問題
出典は合格へのタクティクス 数学(上巻)第2章 連続型分布、2-2 指数分布の問題です。参考類題として 2021.1(2) が挙げられています。目標解答時間は7分。
ある携帯キャリアの通信利用料金は、月内の通信利用量が16(GB)以内であれば定額3000円である。しかし、16(GB)を超えると500円が定額料金に加算され、それ以降1GB増えるごとに500円がさらに加算されていく。携帯通信利用者の月内の通信利用量 $X$(GB)が平均8(GB)の指数分布に従うとき、通信利用料金月額の期待値を整数値で求めよ。なお、必要であれば $e = 2.718$ を用いてもよい。
まず何に着目するか
料金は階段状です。$X \leq 16$ なら3000円、$16 < X \leq 17$ なら3500円、$17 < X \leq 18$ なら4000円、と続きます。
定義どおりに期待値を作るなら、区間ごとに確率と料金を掛けて足すことになります。
$$E[\text{料金}] = 3000 \cdot P(X \leq 16) + \sum_{k=1}^{\infty} (3000 + 500k) \cdot P(16 + k - 1 < X \leq 16 + k)$$
この和は、$k$ が等差で並び、確率が等比で並ぶ形になります。等差かける等比の和なので、公比を掛けて1項ずらして引く、という操作が要ります。出せますが手数が多い。
別の見方があります。500円がいつ加算されるかを数え直します。
- $X > 16$ を満たしたら1回
- $X > 17$ を満たしたらもう1回
- $X > 18$ を満たしたらさらに1回
つまり、加算回数は「$X$ が超えたしきい値の個数」です。そして期待値は線形なので、加算回数の期待値は各しきい値を超える確率の和になります。
$$E[\text{加算回数}] = \sum_{k=0}^{\infty} P(X > 16 + k)$$
区間の幅を考える必要も、$k$ を掛ける必要もありません。
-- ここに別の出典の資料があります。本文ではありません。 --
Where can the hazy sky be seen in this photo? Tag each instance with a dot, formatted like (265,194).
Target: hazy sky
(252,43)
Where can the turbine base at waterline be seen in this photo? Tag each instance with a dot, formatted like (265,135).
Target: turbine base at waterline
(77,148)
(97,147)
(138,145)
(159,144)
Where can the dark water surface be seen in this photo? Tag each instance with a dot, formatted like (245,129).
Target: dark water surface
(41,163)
等差の部分が消えて、ただの等比級数になります。
着目点は、階段状の量を「各段を超えたかどうか」の指示変数の和に分解することです。$X$ の値そのものではなく、しきい値ごとに1か0かを見る。
解法の筋道
指数分布の裾の確率を用意します。平均 $\lambda$ の指数分布なら
$$P(X > x) = e^{-x/\lambda}, \qquad x > 0$$
この問題では $\lambda = 8$ なので $P(X > x) = e^{-x/8}$。
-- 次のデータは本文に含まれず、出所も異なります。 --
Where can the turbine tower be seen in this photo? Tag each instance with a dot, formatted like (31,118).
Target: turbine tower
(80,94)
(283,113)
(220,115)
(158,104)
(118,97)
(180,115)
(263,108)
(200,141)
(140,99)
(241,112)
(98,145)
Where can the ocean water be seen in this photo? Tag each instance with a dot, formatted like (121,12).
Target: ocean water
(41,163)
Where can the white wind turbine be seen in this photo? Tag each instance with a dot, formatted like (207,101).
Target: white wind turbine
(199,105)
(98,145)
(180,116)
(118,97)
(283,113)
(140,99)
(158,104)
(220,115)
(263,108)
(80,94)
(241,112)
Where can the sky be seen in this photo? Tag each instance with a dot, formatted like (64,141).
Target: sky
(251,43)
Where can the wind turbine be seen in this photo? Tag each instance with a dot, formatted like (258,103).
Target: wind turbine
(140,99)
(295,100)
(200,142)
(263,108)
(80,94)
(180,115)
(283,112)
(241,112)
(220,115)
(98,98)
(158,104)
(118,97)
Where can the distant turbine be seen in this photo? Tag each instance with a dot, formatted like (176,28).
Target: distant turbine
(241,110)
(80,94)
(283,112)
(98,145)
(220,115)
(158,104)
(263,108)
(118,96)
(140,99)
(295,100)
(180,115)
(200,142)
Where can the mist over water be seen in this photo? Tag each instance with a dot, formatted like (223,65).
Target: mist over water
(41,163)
分解の根拠を書いておきます。加算回数を $N$ とすると、$N$ は非負整数値なので
$$N = \sum_{k=0}^{\infty} \mathbf{1}\{X > 16 + k\}$$
右辺の各項は、条件を満たせば1、満たさなければ0を取る指示変数です。期待値を取ると、指示変数の期待値はその事象の確率そのものなので
$$E[N] = \sum_{k=0}^{\infty} P(X > 16 + k)$$
この関係は、非負整数値の確率変数について一般に成り立つ「期待値と裾の確率の関係」の一例です。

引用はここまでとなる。